Limitations & Future Work¶
- The authors acknowledge two limitations: the high computational overhead of per-scene optimization (which prevents real-time generation) and limited restoration quality under severe turbulence distortion (as PSNR remains low under strong settings).
- High-resolution handling relies on patch partition, assuming "correlation decays over spatial distance". If the scene's correlation structure is larger than the patch size, long-range correlation might be lost, though the authors report no visible stitching artifacts.
- Heavy reliance on the tilt-then-blur physical model and the Zernike/P2S simulation assumptions: When real-world turbulence deviates from this model (e.g., strong anisotropy or dynamic scenes), the physical constraints might act as a bias.
- Only applicable to multi-frame static scenes; moving scenes or dynamic targets are not addressed, which is a natural direction for future extension.
Related Work & Insights¶
- vs NDIR [20]: Both use unsupervised INR + differentiable forward models, but NDIR utilizes an INR-based grid parameterization to estimate distortion independently per frame and uses L0-sparse for deblurring.
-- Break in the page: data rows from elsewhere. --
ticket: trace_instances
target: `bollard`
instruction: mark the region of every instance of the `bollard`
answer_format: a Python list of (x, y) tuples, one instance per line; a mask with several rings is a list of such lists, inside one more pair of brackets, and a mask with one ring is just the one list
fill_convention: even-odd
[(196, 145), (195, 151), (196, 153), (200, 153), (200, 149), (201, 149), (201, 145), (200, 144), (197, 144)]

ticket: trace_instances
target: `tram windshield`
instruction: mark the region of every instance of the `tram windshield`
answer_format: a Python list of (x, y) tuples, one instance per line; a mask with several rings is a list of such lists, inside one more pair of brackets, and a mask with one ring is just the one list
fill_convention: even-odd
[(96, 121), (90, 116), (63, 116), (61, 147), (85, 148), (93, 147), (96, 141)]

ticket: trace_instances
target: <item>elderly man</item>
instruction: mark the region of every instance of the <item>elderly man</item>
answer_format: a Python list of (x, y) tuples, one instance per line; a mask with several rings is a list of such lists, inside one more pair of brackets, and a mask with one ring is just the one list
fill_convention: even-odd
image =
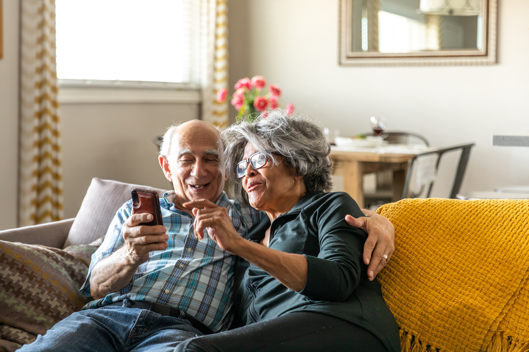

In contrast, TMFS parameterizes distortion and blur via stochastic processes and inter-frame correlation. The ablation (T+L0 vs NDIR) proves that TMFS's distortion module itself is stronger, achieving cleaner distortion removal on real-world data.
- vs CDSP [29]: CDSP relies on better reference frame selection and priors, addressing only geometric distortion. TMFS jointly estimates distortion, blur, and the latent image end-to-end with physical regularizations, comprehensively outperforming CDSP quantitatively.
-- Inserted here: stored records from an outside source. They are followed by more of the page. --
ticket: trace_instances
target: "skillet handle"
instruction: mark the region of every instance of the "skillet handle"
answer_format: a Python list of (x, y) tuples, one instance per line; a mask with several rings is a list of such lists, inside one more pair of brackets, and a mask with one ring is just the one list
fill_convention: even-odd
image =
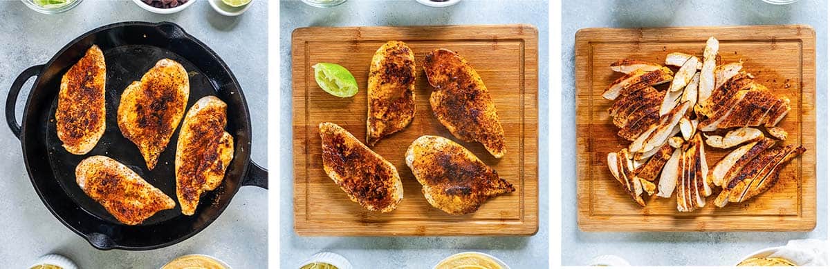
[(253, 161), (248, 164), (248, 171), (242, 179), (243, 186), (257, 186), (268, 189), (268, 171), (260, 166)]
[(20, 139), (20, 129), (22, 128), (20, 124), (17, 124), (17, 119), (14, 118), (14, 108), (17, 103), (17, 95), (20, 94), (20, 89), (23, 88), (23, 84), (26, 81), (41, 74), (43, 65), (35, 65), (23, 70), (14, 79), (14, 83), (12, 84), (12, 89), (8, 90), (8, 97), (6, 98), (6, 122), (8, 123), (8, 128), (12, 129), (12, 132), (14, 133), (15, 137), (17, 137), (17, 139)]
- vs Supervised Methods (TMT/DATUM/TSR/RVRT): Supervised methods are trained on synthetic data, showing strong benchmark numbers but poor real-work generalization (leaving distortions, artifacts, or over-sharpening). TMFS is unsupervised, independent of paired data, and generalizes better to real-world turbulence, at the cost of slower per-scene optimization.
- vs Turbulence Simulation [8, 24]: TMFS borrows the Zernike autocorrelation stochastic process modeling from [8] and the PSF basis acceleration of P2S [24]. However, instead of "forward degradation generation", TMFS reverses them as "optimizable parameterizations for unsupervised restoration", adjusting the mixing weight definitions to facilitate constraints like monotonicity.
Rating¶
- Novelty: ⭐⭐⭐⭐ Reversing the stochastic process prior from turbulence simulation to serve as a frame-shared parameterization for unsupervised restoration is a novel and self-consistent approach.
- Experimental Thoroughness: ⭐⭐⭐⭐ Comprehensive evaluation covering three synthetic levels, three real-world datasets, underwater domain transfer, and isolated ablation of the distortion module; however, some ablations are limited (regularization terms are only analyzed qualitatively with figures).
- Writing Quality: ⭐⭐⭐ The physical derivations are clear, but some notations, formula formatting, and representations are slightly unrefined (e.g., inconsistent decimal precision in the SSIM table).
- Value: ⭐⭐⭐⭐ Demonstrating superior real-world turbulence generalization over supervised methods and possessing transferability to underwater scenarios, presenting high practical value for real-world long-range imaging restoration.